Le temps
Au temps où la reine Berthe filait.
Sommaire. — L'Empereur à la barbe fleurie. — Quelle était sa mère? — Filez et vous serez considérée. — Laudator temporis acti. — Qu'en sait-on? — Denys le Tyran et la vieille femme.
Le grand Charlemagne, vainqueur des Saxons et des Normands, le fameux Empereur d'Occident, à la barbe fleurie, cher aux enfants ne fût-ce que pour avoir créé les écoles, est trop connu pour qu'il ait besoin d'une présentation en règle.
Son nom seul me dispense
D'en dire plus long.
J'en ai dit assez, je pense,
En disant son nom,1
si j'ose risquer cette citation tronquée mais peu classique.
On n'ignore pas non plus le nom de son père : Pépin le Bref, petit de taille (bref) comme le grand Alexandre, mais d'une force musculaire qui lui permettait de trancher la tête d'un taureau d'un seul coup de sa vaillante épée.
On sait moins quelle reine eut l'honneur de lui donner le jour, bien que celle-ci se soit acquis une notoriété personnelle par ses vertus domestiques.
Dans le palais comme dans la chaumière,
Pour revêtir le pauvre et l'orphelin,
Berthe filait et le chanvre et le lin.
On la nomma Berthe la filandière.2
Telle était l'épouse de Pépin le Bref, la bienheureuse mère de Charlemagne, désignée aussi sous le sobriquet de « Berthe au grand pied ».
Bonne, douce et charitable au pauvre monde, le souvenir de ses vertus resta gravé dans le coeur du peuple qui se rappelait avec attendrissement et reconnaissance « le temps où la reine Berthe filait ».
Plus tard, quand les évêques commencèrent à s'occuper un peu plus du temporel que de la sanctification des âmes et se mirent à pressurer les vilains, on regretta l'ancien temps, le bon vieux temps, et l'on chanta :
Au temps passé du siècle d'or
Crosse de bois, évêque d'or;
Maintenant ont changé les lois,
. Crosse d'or, évêque de bois.3
On a toujours eu d'ailleurs tendance à préférer le temps passe au présent, laudator temporis acti.
Tout près de nous le poète4 n'a-t-il pas dit :
On vivait de mon temps; la femme qu'on prenait
Etait pauvre souvent, mais on n'y songeait guère.
La misère venait : on lui faisait la guerre,
On luttait vaillamment, et pour se reposer
De sa longue fatigue on avait un baiser.
Puis on luttait encore et toujours et sans crainte,
La flamme du foyer n'était jamais éteinte,
Et l'on s'y réchauffait, tenant devant ses yeux,
Un enfant, doux fruit vert d'une existence à deux.

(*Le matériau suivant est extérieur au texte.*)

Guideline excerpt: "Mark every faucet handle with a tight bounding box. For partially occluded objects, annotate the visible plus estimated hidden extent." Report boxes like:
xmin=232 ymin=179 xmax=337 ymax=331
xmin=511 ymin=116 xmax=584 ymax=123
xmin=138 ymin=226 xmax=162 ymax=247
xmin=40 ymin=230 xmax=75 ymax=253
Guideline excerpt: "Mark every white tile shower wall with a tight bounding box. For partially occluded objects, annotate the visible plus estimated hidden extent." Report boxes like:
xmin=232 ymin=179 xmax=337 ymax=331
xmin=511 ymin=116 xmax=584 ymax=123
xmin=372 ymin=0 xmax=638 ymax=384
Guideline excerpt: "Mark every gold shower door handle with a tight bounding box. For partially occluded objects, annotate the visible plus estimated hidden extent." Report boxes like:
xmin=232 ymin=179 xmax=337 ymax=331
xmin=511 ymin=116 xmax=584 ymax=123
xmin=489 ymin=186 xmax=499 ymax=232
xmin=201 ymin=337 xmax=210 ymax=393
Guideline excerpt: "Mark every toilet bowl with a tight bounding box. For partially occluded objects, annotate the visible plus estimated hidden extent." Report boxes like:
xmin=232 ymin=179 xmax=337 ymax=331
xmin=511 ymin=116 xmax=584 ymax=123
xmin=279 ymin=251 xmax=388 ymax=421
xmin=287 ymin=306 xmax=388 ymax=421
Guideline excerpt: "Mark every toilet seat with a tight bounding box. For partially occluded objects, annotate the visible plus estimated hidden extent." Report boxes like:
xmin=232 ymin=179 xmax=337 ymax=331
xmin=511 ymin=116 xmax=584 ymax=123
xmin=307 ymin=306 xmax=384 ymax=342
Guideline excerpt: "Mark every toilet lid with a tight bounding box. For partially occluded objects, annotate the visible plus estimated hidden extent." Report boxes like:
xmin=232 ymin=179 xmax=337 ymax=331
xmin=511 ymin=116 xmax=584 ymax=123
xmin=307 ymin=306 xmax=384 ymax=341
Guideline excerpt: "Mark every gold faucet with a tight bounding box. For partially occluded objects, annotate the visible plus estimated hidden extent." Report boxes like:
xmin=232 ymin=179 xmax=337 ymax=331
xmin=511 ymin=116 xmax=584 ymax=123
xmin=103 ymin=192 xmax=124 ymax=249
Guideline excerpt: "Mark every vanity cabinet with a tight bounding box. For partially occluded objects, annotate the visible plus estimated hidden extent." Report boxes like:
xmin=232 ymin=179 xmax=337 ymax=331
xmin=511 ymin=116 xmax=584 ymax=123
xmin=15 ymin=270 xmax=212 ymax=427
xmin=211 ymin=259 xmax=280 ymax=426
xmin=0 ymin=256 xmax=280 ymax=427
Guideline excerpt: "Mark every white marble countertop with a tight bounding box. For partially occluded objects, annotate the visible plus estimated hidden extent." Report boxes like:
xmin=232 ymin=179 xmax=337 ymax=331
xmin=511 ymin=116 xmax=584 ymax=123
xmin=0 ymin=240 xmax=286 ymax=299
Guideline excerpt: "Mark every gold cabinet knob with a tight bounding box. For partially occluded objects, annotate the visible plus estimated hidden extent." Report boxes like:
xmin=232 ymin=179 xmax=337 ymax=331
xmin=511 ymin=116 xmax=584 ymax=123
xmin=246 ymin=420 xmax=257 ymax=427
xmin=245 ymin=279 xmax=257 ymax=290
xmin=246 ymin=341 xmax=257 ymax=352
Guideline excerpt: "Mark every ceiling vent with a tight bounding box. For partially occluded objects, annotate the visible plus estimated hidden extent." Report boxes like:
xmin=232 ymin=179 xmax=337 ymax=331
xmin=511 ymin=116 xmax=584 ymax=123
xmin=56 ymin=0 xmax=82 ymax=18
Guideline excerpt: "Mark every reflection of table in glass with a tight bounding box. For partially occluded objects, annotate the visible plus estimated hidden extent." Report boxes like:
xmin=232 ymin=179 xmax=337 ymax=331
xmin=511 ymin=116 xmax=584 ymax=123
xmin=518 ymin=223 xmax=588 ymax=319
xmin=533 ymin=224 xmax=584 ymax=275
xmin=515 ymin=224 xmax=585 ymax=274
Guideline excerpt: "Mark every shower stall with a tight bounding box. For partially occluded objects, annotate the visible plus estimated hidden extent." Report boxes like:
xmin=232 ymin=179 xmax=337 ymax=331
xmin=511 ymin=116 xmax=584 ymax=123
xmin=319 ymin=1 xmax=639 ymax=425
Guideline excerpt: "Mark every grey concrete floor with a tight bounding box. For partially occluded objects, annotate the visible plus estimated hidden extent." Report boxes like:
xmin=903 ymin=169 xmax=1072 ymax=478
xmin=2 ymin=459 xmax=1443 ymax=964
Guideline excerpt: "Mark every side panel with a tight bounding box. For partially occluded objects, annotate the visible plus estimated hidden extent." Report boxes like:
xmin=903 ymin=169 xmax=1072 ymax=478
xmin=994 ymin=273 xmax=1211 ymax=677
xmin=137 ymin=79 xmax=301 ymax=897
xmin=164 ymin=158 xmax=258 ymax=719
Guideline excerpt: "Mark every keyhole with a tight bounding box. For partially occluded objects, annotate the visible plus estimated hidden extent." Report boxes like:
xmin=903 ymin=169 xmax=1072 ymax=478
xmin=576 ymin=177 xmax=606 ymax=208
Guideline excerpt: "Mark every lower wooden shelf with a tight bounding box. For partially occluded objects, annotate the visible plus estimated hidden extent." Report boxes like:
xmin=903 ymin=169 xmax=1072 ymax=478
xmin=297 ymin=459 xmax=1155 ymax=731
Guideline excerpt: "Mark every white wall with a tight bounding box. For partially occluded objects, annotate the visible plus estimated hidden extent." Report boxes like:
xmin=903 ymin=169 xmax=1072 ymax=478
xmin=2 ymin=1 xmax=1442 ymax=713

On trouve sans cesse à se plaindre et l'on suppose que nos ancêtres étaient mieux partagés. Qu'en sait-on ? nous n'y étions pas. Alors ? Pour nous,
Le bon temps est une chimère,
L'homme jamais ne fut meilleur.5
et le scepticisme de Voltaire est à méditer :
Un jour tout sera bien, voilà notre espérance,
Tout est bien aujourd'hui, voilà l'illusion.6
Ce n'était pas l'avis de cette vieille femme de Syracuse, que Denys le Tyran surprit dans le temple de Jupiter adressant une fervente prière au Maître des dieux pour la conservation des jours de son souverain, à elle. Denys le Tyran n'en croyait ses yeux ni ses oreilles et, s'approchant : « Dis-moi, la vieille, tu tiens donc beaucoup à moi ? — Certes, répondit-elle. — Et pourquoi donc ? — La raison en est bien simple. Ton prédécesseur n'était pas bon. J'ai prié Jupiter de nous en délivrer. Je fus exaucée, puisque tu règnes. Mais comme tu es plus méchant que lui, j'ai peur de ton successeur qui pourrait être pire encore, et je te garde ! »
Émile Genest, Miettes du passé, Collection Hetzel, 1913. Voir la note du transcripteur.